The Forgotten

It’s been nine years since POSITIVELY AWARE’s first issue on transgender people and HIV, and a lot has changed during that time. The title of my Editor’s Note in the Positively Aware JUL+AUG 2008 issue, “A Decade Delayed,” sprang from my interview with researcher Walter Bockting, PhD, and was a reference to how far we lagged behind when it came to the research and data (10 years behind, in fact). In that interview Bockting used terms such as transsexual (which has since fallen out of favor) and bi-gender (which has now morphed into gender non-binary). What a difference a decade makes.

The title of this Editor’s Note comes from my profile of Sam Lenser in this issue, and a comment from Sam’s friend Lee Dewey about the need to broaden our thinking when addressing prevention and care in populations that are especially vulnerable to HIV, to include not only gay men and transwomen, but also transmen and gender non-binary individuals (trans people who do not identify as male or female, or identify as both).

Alexandra Billings on the cover of the July+August 2008 issue

When I approached Asa Radix, MD (Director of Research and Education at Callen-Lourde Community Health Center in New York City), to be a part of this issue (see “PrEP and Transgender People”), Asa expressed to me how vitally important it is to include the voices of transgender people. In addition to the profile of Sam, we get to hear Sabel Samone-Loreca’s phenomenal story of resilience and perseverance, in the face of tragedy and despair; and you can read my second interview (almost a decade later!) with the extraordinary actress and advocate Alexandra Billings, whose character Davina in the award-winning hit TV show Transparent is HIV-positive. We discover why Davina’s character mirrors the real life Alex in many ways, and we also get a hint of what may be coming in season four.

Those who have been forgotten must stand up and be counted, and fight for the right to be recognized and seen. But there are also those who would choose to see us erased altogether, and we can’t allow that to happen.

For transgender people there is some good news, as we learn in Tonia Poteat’s article “The Importance of Gender-Affirming Care.” Transgender people living with HIV are likely to be retained in care the same as cisgender people, and since 2011 there has been a 12% increase in viral suppression among transgender women; but the not so good news is that transgender women were less likely to have a suppressed viral load.

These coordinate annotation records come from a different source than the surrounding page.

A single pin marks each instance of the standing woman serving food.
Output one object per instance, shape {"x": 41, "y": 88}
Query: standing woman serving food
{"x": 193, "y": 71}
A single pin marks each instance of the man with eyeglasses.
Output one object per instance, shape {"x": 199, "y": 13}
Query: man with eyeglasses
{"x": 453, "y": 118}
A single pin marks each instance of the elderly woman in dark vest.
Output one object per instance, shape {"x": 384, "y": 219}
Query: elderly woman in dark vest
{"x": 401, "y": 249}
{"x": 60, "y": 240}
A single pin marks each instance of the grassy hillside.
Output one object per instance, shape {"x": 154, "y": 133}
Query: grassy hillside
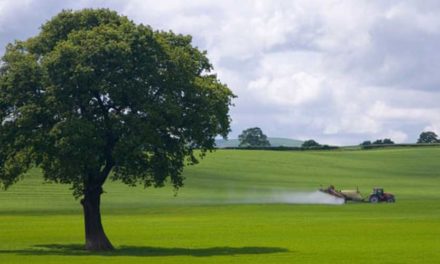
{"x": 225, "y": 214}
{"x": 274, "y": 142}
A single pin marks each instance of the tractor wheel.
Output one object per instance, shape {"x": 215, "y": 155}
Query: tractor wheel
{"x": 391, "y": 200}
{"x": 374, "y": 199}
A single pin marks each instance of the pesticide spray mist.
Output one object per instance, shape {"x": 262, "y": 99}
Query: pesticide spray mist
{"x": 288, "y": 197}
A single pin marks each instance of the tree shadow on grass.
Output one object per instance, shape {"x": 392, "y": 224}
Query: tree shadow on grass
{"x": 135, "y": 251}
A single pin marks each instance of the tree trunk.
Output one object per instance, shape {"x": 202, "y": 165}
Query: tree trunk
{"x": 96, "y": 240}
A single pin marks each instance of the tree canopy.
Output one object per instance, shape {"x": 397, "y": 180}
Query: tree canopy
{"x": 253, "y": 137}
{"x": 95, "y": 93}
{"x": 428, "y": 137}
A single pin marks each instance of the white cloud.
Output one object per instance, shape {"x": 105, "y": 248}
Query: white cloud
{"x": 336, "y": 71}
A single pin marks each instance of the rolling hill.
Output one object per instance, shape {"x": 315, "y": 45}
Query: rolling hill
{"x": 274, "y": 142}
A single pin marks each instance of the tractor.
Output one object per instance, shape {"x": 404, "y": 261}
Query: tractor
{"x": 378, "y": 195}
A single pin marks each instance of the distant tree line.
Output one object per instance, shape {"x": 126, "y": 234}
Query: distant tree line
{"x": 254, "y": 138}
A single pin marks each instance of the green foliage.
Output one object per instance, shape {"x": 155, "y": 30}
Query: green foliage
{"x": 93, "y": 92}
{"x": 428, "y": 137}
{"x": 253, "y": 137}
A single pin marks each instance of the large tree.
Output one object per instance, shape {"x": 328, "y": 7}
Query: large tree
{"x": 95, "y": 96}
{"x": 253, "y": 137}
{"x": 428, "y": 137}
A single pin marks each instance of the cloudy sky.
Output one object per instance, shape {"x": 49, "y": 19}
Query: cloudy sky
{"x": 339, "y": 72}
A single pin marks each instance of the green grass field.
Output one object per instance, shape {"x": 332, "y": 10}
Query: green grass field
{"x": 220, "y": 215}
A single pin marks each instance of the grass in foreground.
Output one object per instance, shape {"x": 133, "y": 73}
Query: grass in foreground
{"x": 211, "y": 220}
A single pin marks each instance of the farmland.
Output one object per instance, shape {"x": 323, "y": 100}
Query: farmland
{"x": 225, "y": 213}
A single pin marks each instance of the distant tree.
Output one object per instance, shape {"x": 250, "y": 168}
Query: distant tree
{"x": 366, "y": 143}
{"x": 253, "y": 137}
{"x": 95, "y": 96}
{"x": 310, "y": 144}
{"x": 428, "y": 137}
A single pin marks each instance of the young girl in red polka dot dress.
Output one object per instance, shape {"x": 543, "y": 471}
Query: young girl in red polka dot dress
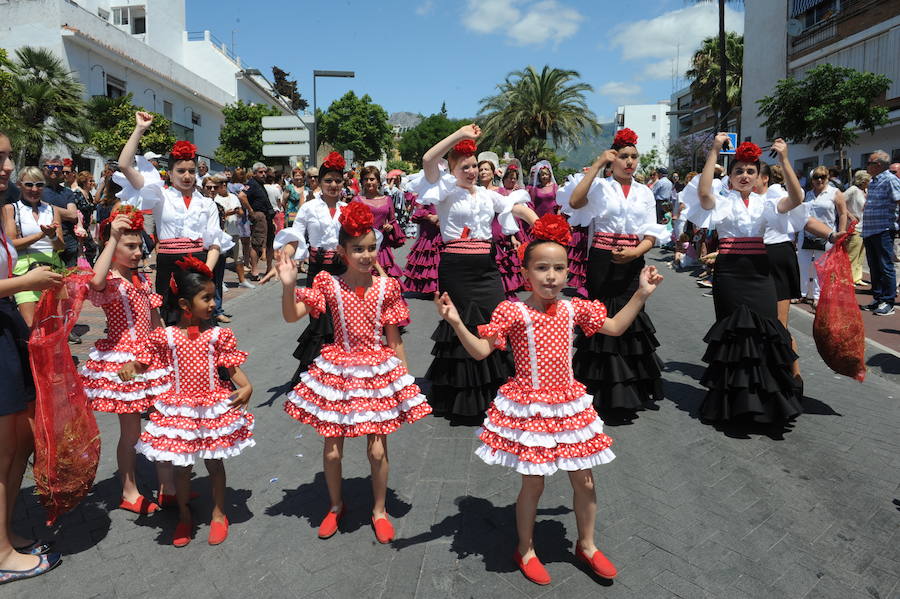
{"x": 358, "y": 385}
{"x": 541, "y": 420}
{"x": 201, "y": 416}
{"x": 131, "y": 309}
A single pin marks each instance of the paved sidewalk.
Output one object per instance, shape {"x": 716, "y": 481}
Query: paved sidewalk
{"x": 685, "y": 510}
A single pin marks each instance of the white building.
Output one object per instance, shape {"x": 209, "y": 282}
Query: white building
{"x": 787, "y": 38}
{"x": 651, "y": 123}
{"x": 141, "y": 47}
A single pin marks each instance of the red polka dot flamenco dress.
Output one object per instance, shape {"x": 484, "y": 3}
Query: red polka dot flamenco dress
{"x": 357, "y": 386}
{"x": 542, "y": 420}
{"x": 193, "y": 420}
{"x": 127, "y": 305}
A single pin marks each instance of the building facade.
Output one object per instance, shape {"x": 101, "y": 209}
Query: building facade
{"x": 787, "y": 38}
{"x": 651, "y": 123}
{"x": 115, "y": 47}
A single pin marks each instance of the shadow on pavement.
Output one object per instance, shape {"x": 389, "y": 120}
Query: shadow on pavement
{"x": 310, "y": 501}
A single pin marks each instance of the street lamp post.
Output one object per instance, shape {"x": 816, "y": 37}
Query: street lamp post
{"x": 314, "y": 134}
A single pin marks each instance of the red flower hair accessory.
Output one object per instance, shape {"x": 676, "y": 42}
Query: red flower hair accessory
{"x": 192, "y": 264}
{"x": 466, "y": 148}
{"x": 356, "y": 219}
{"x": 625, "y": 137}
{"x": 183, "y": 150}
{"x": 747, "y": 152}
{"x": 334, "y": 161}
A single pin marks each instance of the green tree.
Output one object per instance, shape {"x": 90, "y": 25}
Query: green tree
{"x": 240, "y": 140}
{"x": 356, "y": 124}
{"x": 112, "y": 121}
{"x": 826, "y": 107}
{"x": 531, "y": 105}
{"x": 705, "y": 73}
{"x": 46, "y": 105}
{"x": 420, "y": 138}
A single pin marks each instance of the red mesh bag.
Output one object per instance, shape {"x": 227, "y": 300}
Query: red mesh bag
{"x": 66, "y": 437}
{"x": 838, "y": 327}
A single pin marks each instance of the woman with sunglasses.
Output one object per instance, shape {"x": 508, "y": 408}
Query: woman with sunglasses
{"x": 34, "y": 228}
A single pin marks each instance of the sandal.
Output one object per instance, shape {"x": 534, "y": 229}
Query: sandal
{"x": 47, "y": 562}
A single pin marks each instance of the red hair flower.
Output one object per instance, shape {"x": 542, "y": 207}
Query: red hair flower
{"x": 334, "y": 161}
{"x": 183, "y": 150}
{"x": 356, "y": 219}
{"x": 466, "y": 148}
{"x": 192, "y": 264}
{"x": 747, "y": 152}
{"x": 625, "y": 137}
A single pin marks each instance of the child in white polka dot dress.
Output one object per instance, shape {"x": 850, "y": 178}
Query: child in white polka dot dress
{"x": 542, "y": 420}
{"x": 201, "y": 416}
{"x": 132, "y": 310}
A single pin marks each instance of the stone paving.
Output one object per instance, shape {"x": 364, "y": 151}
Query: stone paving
{"x": 685, "y": 510}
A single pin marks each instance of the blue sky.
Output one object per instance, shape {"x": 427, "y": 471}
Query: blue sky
{"x": 412, "y": 55}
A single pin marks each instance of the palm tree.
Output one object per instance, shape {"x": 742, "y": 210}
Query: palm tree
{"x": 48, "y": 107}
{"x": 705, "y": 73}
{"x": 531, "y": 105}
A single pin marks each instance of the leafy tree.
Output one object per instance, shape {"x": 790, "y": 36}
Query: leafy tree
{"x": 288, "y": 88}
{"x": 240, "y": 140}
{"x": 705, "y": 73}
{"x": 531, "y": 105}
{"x": 112, "y": 121}
{"x": 420, "y": 138}
{"x": 46, "y": 105}
{"x": 826, "y": 107}
{"x": 356, "y": 124}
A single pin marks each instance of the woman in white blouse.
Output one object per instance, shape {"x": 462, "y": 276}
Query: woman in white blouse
{"x": 622, "y": 373}
{"x": 186, "y": 221}
{"x": 461, "y": 387}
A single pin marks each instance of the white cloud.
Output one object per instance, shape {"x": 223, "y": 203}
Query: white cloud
{"x": 675, "y": 34}
{"x": 523, "y": 23}
{"x": 620, "y": 92}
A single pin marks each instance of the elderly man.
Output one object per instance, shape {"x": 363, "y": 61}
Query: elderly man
{"x": 879, "y": 226}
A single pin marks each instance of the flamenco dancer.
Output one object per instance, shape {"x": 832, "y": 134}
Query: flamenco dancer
{"x": 461, "y": 387}
{"x": 505, "y": 246}
{"x": 131, "y": 310}
{"x": 314, "y": 236}
{"x": 187, "y": 223}
{"x": 542, "y": 420}
{"x": 200, "y": 417}
{"x": 358, "y": 385}
{"x": 622, "y": 373}
{"x": 749, "y": 353}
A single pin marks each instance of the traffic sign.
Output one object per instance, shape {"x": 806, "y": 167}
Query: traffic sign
{"x": 285, "y": 135}
{"x": 301, "y": 149}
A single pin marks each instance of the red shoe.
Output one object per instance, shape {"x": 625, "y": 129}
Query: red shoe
{"x": 601, "y": 566}
{"x": 534, "y": 570}
{"x": 142, "y": 506}
{"x": 218, "y": 532}
{"x": 329, "y": 525}
{"x": 182, "y": 534}
{"x": 384, "y": 530}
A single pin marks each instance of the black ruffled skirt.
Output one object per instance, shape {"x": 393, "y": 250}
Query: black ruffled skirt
{"x": 462, "y": 387}
{"x": 622, "y": 373}
{"x": 749, "y": 353}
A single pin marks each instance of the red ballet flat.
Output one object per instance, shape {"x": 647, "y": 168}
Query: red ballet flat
{"x": 598, "y": 562}
{"x": 218, "y": 532}
{"x": 182, "y": 534}
{"x": 384, "y": 530}
{"x": 329, "y": 524}
{"x": 142, "y": 506}
{"x": 534, "y": 570}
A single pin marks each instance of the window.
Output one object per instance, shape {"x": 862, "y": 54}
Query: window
{"x": 115, "y": 87}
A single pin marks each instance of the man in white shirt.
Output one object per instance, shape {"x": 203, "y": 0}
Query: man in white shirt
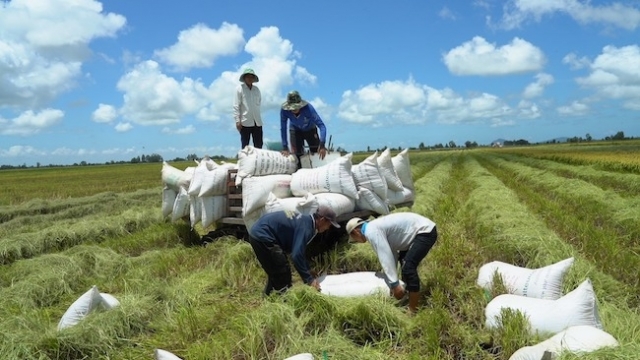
{"x": 405, "y": 237}
{"x": 246, "y": 109}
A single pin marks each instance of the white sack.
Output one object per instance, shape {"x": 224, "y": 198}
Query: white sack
{"x": 402, "y": 166}
{"x": 214, "y": 208}
{"x": 181, "y": 205}
{"x": 367, "y": 175}
{"x": 80, "y": 308}
{"x": 399, "y": 197}
{"x": 354, "y": 284}
{"x": 164, "y": 355}
{"x": 305, "y": 356}
{"x": 256, "y": 190}
{"x": 214, "y": 182}
{"x": 203, "y": 167}
{"x": 259, "y": 162}
{"x": 341, "y": 204}
{"x": 109, "y": 301}
{"x": 168, "y": 199}
{"x": 388, "y": 171}
{"x": 309, "y": 161}
{"x": 307, "y": 204}
{"x": 579, "y": 307}
{"x": 575, "y": 339}
{"x": 334, "y": 177}
{"x": 195, "y": 210}
{"x": 542, "y": 283}
{"x": 368, "y": 200}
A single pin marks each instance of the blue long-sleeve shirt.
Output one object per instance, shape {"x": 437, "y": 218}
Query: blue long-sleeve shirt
{"x": 306, "y": 119}
{"x": 292, "y": 231}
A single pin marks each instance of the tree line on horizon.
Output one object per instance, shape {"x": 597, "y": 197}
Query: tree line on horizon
{"x": 157, "y": 158}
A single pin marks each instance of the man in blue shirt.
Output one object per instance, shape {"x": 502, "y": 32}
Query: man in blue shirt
{"x": 287, "y": 232}
{"x": 304, "y": 122}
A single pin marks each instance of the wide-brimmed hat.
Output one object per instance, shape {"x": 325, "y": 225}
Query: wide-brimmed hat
{"x": 329, "y": 214}
{"x": 352, "y": 224}
{"x": 294, "y": 101}
{"x": 248, "y": 71}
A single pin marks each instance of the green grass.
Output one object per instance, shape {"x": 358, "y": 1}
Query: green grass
{"x": 64, "y": 230}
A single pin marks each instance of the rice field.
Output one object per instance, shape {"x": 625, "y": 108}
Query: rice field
{"x": 64, "y": 230}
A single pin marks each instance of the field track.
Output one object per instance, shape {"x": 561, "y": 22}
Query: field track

For transmen there is little to no data, and indeed here we still are a decade delayed. We need to continue to advocate for more research and data on HIV in transmen and gender non-binary individuals, and push for more culturally competent education and training for providers to ensure that they are asking the right questions, so that they don’t assume someone’s behavior and vulnerability to HIV and other STIs by how they present themselves outwardly.

Stigma and discrimination continue to plague transgender people and are linked to other issues such as mental health, substance abuse, lack of housing, and survival sex, as you’ll read about in the article “How Stigma and Discrimination Hurt Transgender Health Care” by Enid Vázquez.

When I look back over the last nine years I’m encouraged by the many advances we’ve made in transgender rights and awareness, and I’m struck by how far we’ve come; but it sometimes feels like two steps forward, one step back. In late March North Carolina lawmakers “repealed” H.B. 2, the so called “bathroom bill” which restricted which public restrooms transgender people could use, but kept in place until 2020 the part of the bill which bans local governments from protecting LGBT people. In April the Trump administration released the questions to be included in the 2020 census that included questions about sexual orientation and gender identity, only to have them quickly removed, with the Census Bureau announcing that they had inadvertently released an incorrect version.

Those who have been forgotten must stand up and be counted, and fight for the right to be recognized and seen. But there are also those who would choose to see us erased altogether, and we can’t allow that to happen. There have been those within our own community who have questioned why the T is part of the LGB. As Alexandra Billings so eloquently points out in her interview, “There’s problems in our own community, but look, if we cannot meet in the middle, if we, the LGBT tribe cannot meet in the center of who we are, how do we expect other people outside the tribe to do that?”

Take care of yourself, and each other.